Lors de sa garde à vue, la députée franco-palestinienne a été informée qu'elle comparaitrait devant le tribunal correctionnel le 7 juillet pour des accusations d'apologie de terrorisme en ligne, a annoncé le parquet de Paris. Selon les déclarations officielles, elle avait initialement été convoquée par la police judiciaire pour son implication dans une enquête menée par le pôle national de lutte contre la haine sur Internet.
Le parquet a précisé que cette garde à vue ne nécessitait pas la levée de son immunité parlementaire, étant donné le contexte particulier de l'enquête.
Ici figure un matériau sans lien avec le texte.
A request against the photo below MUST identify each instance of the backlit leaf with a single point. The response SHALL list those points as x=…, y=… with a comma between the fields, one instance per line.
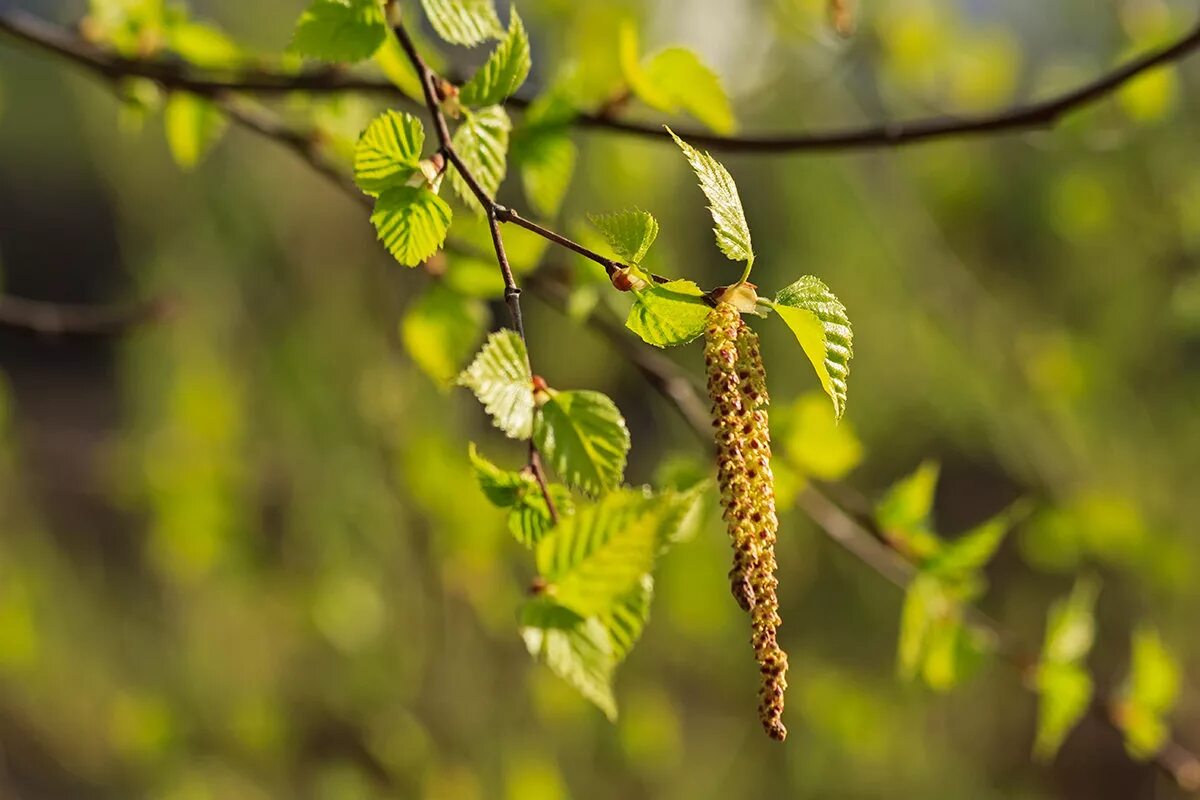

De plus, lors de la fouille de ses effets personnels, la police a découvert des substances qui pourraient s'apparenter à du CBD et à une drogue synthétique, la 3MMC, mais celles-ci ne sont pas liées à l'objet de l'enquête.
Le 26 mars, Rima Hassan avait publié un message évoquant Kozo Okamoto, un membre de l'Armée rouge japonaise célèbre pour avoir participé à un attentat en Israël en 1972. Cette déclaration a conduit l'Observatoire juif européen à porter plainte contre elle le jour même de sa publication, comme l'a rapporté France Télévisions.
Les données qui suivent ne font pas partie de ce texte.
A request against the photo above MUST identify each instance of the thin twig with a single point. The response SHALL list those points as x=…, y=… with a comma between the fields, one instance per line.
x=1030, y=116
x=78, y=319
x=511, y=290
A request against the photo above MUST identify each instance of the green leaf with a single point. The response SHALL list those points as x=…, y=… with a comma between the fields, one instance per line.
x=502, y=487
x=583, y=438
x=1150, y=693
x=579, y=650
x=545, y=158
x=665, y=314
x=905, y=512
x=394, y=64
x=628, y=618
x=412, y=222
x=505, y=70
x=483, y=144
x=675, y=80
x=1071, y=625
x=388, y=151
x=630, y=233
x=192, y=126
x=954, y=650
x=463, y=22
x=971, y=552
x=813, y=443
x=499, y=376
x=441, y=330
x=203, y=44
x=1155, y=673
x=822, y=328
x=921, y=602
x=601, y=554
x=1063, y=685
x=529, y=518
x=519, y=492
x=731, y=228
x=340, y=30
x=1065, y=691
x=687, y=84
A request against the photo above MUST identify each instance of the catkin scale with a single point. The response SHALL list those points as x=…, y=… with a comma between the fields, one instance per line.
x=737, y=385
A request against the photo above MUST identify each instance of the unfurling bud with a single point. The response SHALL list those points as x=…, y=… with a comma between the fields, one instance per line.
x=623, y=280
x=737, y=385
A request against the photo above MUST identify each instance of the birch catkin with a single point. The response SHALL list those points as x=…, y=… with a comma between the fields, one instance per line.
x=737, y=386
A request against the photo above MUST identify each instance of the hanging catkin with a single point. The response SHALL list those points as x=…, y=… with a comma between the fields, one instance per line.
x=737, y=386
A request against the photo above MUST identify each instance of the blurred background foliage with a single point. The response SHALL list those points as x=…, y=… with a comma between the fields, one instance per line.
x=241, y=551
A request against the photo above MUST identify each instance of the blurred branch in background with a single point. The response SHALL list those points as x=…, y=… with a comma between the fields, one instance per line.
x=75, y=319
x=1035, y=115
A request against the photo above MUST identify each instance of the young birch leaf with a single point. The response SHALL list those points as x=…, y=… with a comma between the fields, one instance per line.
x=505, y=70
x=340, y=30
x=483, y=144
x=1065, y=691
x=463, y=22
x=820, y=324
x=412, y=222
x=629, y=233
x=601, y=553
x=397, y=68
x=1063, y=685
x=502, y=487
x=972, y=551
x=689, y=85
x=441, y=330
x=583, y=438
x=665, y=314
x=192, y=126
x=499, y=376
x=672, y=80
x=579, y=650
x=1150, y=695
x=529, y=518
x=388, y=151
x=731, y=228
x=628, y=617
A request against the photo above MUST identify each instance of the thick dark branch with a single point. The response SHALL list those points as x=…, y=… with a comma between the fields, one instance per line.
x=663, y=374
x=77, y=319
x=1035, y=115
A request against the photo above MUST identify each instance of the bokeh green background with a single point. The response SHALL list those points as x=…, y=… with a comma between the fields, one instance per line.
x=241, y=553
Des voix se lèvent contre la procédure
Cela ne marque pas la première fois que la parlementaire fait face à des accusations d'apologie du terrorisme. Depuis la fin de l'année dernière, elle est sous enquête pour des déclarations jugées comme soutenant le Hamas à la suite de l'attaque du 7 octobre. Jean-Luc Mélenchon, leader de La France Insoumise, a vivement critiqué la situation, qualifiant cette garde à vue de « police politique » et pointant du doigt le fait qu'il ne reste plus d'immunité parlementaire en France.
Dans un communiqué, l’entourage de Rima Hassan a dénoncé ce qu'il appelle des « séries irrégularités », affirmant que Roberta Metsola, présidente du Parlement européen, avait contacté les autorités françaises pour demander des clarifications. De son côté, le Parlement européen reste silencieux sur les détails de l'affaire, affirmant simplement être « en contact avec les autorités nationales, la députée et son groupe politique ». Ce silence laisse planer des doutes sur le respect des procédures.